Prevention of Parastomal Hernia by Intraperitoneal Onlay Mesh Reinforcement at the Time of Stoma Formation

Clinical Trial

Prevention of Parastomal Hernia by Intraperitoneal Onlay Mesh Reinforcement at the Time of Stoma Formation

P Hauters et al. Hernia. .


Purpose: Parastomal hernia (PSH) is a very frequent complication after creation of a permanent colostomy. The aim of this study is to assess the safety and prophylactic effect of intraperitoneal onlay mesh (IPOM) reinforcement of the abdominal wall at the time of primary stoma formation to prevent PSH occurrence.

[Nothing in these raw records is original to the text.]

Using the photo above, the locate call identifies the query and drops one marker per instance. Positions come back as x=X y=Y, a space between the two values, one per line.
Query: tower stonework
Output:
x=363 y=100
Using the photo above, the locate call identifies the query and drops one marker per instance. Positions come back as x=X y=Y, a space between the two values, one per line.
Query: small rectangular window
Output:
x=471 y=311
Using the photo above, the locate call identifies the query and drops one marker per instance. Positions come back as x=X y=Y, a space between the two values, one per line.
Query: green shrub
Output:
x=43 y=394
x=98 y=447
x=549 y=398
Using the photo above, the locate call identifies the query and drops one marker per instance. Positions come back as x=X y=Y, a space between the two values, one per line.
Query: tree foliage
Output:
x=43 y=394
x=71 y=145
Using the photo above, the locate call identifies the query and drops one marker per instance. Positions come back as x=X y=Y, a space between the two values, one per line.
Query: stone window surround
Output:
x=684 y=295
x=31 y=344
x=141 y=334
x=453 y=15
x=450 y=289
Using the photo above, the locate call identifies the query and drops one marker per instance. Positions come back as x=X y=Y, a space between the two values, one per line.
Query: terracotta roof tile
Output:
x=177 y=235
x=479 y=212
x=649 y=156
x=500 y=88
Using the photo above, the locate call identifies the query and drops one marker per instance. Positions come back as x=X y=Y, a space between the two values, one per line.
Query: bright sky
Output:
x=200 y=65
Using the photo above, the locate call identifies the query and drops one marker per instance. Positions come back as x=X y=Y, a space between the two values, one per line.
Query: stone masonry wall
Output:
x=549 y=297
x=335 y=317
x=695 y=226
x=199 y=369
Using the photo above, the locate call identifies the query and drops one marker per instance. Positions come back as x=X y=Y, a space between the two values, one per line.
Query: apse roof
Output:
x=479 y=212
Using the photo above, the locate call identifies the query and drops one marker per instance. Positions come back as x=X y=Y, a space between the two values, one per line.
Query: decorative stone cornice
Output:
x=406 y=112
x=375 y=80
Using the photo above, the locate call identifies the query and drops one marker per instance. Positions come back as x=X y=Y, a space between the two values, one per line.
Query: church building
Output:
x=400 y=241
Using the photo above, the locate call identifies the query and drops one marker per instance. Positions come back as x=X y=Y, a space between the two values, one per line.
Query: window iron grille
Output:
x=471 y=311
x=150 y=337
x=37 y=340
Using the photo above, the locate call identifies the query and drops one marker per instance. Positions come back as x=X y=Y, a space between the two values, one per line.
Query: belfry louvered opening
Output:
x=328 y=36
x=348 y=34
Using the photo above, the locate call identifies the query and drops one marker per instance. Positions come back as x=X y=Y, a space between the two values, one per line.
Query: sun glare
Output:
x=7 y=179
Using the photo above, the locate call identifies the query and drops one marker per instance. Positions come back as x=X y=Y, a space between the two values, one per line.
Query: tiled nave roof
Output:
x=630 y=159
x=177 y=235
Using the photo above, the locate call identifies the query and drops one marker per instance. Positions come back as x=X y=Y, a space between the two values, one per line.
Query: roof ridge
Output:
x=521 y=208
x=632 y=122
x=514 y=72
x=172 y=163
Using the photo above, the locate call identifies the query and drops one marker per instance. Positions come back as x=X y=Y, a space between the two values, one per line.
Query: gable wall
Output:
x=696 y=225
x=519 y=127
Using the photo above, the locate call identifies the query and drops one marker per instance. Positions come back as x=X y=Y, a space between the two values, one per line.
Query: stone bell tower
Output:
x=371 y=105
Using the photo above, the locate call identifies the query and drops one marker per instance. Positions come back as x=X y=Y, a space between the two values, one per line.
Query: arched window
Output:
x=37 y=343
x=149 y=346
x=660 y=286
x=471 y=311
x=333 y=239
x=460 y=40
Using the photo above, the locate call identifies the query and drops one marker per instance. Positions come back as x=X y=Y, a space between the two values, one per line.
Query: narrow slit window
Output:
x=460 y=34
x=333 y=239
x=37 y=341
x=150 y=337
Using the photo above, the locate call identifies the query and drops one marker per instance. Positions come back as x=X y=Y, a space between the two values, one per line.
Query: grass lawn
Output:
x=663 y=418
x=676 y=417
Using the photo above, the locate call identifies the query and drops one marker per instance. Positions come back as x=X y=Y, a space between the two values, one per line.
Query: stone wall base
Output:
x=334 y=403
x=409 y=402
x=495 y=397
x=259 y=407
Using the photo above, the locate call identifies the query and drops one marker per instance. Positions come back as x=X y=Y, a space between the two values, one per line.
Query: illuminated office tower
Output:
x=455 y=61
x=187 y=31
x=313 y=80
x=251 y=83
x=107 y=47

Materials and methods: This multicentre prospective study concerned 20 patients operated for low rectal carcinoma between 2008 and 2010. Those patients had an elective and potentially curative abdominoperineal excision associated with IPOM reinforcement of the abdominal wall with a round composite mesh centred on the stoma site and covering the lateralised colon. There were 8 men and 12 women with a median age of 69 years (range: 44-88) and a body mass index of 27 (range: 21-35). The major outcomes analysed in the study were operative time, complications related to mesh and PSH occurrence. Patients were evaluated 1 month after surgery and then every 6 months with physical examination and computed tomography scan (CT-scan). For PSH, we used the classification of Moreno-Matias.

Results: Surgery was performed by laparoscopy in 17 patients and by laparotomy in 3; 12 had an extraperitoneal colostomy, and 8 had a transperitoneal colostomy. The median size of the mesh was 15 cm (range: 12-15). The median operative time was 225 min (range: 175-300), and specific time for mesh placement was 15 min (range: 12-30). One month after surgery, one patient presented with a mild stoma stenosis that was treated successfully by dilatation. With a median follow-up of 24 months (range: 6-42), no other complication potentially related to the use of the mesh was recorded and no mesh had to be removed. On clinical examination, one patient (1/20 = 5 %) had a stoma bulge that appeared a few months after surgery, but was not associated with symptoms. CT-scan evaluation confirmed that all the patients with a normal clinical examination had no PSH and revealed that the patient with the stoma bulge had a stoma loop hernia (type 1a hernia). This patient was followed up for 36 months, no clinical or radiological aggravation of the stoma loop hernia was observed, and he remained totally asymptomatic.

Conclusions: With 95 % of excellent results, IPOM reinforcement at the time of end colostomy formation in selected patients is a very promising procedure. A drawback of this technique is the possibility of developing a stoma loop hernia due to sliding of the exiting colon between the covering mesh and the abdominal wall. However, this risk is low, and no adverse clinical consequence for the patient was noted in our series.